Moving from bag to catheter for urine collection in non-toilet-trained children suspected of having urinary tract infection: a paired comparison of urine cultures

Cécile Etoubleau, Marianne Reveret, Delphine Brouet, Isabelle Badier, Philippe Brosset, Laurent Fourcade, Claire Bahans, Fabien Garnier, Philippe Blanc, Vincent Guigonis
Journal of Pediatrics 2009, 154 (6): 803-6

OBJECTIVE: To compare, in the same children, urine culture results from bag- versus catheter-obtained specimens with catheter culture as the reference.

STUDY DESIGN: A total of 192 non-toilet-trained children <3 years of age from 2 emergency departments were recruited for this prospective cross-sectional study.
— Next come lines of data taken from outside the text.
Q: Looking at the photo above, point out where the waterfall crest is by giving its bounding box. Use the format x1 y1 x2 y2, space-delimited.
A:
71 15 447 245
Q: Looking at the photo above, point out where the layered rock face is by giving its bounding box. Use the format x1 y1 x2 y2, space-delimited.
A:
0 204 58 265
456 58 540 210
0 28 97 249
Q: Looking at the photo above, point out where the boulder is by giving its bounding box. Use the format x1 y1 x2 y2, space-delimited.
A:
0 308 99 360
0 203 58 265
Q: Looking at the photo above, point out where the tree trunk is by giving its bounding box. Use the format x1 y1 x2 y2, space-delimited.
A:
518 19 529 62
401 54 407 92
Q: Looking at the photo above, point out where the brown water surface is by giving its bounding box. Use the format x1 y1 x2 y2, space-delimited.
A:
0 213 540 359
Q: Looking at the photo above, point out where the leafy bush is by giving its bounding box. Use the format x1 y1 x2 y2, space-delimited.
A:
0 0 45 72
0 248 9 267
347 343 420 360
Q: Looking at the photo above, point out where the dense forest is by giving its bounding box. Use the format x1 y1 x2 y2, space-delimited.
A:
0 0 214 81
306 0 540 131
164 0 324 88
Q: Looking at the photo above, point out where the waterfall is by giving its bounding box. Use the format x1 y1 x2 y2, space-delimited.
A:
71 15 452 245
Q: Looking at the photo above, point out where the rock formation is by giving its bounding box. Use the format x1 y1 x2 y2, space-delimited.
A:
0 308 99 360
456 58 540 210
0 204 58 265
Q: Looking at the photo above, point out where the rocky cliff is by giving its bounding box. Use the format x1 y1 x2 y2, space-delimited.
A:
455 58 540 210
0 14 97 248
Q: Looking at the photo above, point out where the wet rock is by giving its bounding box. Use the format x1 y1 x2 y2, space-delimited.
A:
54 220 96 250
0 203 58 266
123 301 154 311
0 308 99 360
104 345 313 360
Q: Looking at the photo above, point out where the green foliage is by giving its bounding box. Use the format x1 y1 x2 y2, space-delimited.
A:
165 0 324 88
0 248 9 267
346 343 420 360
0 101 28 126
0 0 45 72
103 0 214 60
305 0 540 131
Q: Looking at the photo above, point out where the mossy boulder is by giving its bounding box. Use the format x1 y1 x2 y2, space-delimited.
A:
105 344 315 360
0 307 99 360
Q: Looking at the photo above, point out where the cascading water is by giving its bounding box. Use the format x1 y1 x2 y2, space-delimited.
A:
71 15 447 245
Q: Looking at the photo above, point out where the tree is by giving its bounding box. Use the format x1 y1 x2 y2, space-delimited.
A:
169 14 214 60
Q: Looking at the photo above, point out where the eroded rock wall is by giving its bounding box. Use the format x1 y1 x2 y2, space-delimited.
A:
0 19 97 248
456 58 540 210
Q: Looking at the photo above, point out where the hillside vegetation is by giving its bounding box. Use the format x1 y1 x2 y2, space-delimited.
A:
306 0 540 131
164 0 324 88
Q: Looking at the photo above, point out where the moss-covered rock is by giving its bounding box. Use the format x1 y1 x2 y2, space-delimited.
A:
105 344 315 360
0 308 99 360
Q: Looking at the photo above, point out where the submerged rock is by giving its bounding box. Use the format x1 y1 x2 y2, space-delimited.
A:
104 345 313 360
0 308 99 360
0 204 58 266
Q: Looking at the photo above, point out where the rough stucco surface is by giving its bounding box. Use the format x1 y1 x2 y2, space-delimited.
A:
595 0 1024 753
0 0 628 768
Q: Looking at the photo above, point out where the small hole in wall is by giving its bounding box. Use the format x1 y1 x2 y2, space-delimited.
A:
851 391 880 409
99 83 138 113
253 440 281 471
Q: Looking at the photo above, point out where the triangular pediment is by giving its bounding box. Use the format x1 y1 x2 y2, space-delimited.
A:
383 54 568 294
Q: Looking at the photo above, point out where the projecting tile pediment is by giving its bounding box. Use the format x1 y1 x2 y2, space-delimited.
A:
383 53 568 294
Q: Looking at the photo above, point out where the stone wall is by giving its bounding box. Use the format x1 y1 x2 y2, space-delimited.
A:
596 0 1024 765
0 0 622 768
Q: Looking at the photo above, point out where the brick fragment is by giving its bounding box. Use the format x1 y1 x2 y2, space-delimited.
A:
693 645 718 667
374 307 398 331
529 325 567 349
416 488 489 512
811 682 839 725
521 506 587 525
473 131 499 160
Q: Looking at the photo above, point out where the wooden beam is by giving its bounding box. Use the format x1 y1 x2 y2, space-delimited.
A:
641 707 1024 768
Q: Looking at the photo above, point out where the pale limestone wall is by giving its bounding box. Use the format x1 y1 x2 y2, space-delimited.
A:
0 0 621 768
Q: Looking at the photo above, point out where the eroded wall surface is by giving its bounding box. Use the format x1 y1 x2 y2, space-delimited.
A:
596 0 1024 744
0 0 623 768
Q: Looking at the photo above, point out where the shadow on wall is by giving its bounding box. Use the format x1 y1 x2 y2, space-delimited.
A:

All had positive urinalysis results from bag-obtained specimens that were systematically checked with a catheter-obtained specimen before treatment. Results of comparison of urine cultures obtained with these 2 collecting methods are presented.

RESULTS: A total of 7.5% of bag-obtained specimen positive cultures had false-positive results. Twenty-nine percent of bag-obtained specimen cultures with negative results were false negative. Altogether, bag-obtained specimens led to either a misdiagnosis or an impossible diagnosis in 40% of cases versus 5.7% when urethral catheterization was used.

CONCLUSION: Every bag-obtained positive-result urinalysis should be confirmed with a more reliable method before therapy.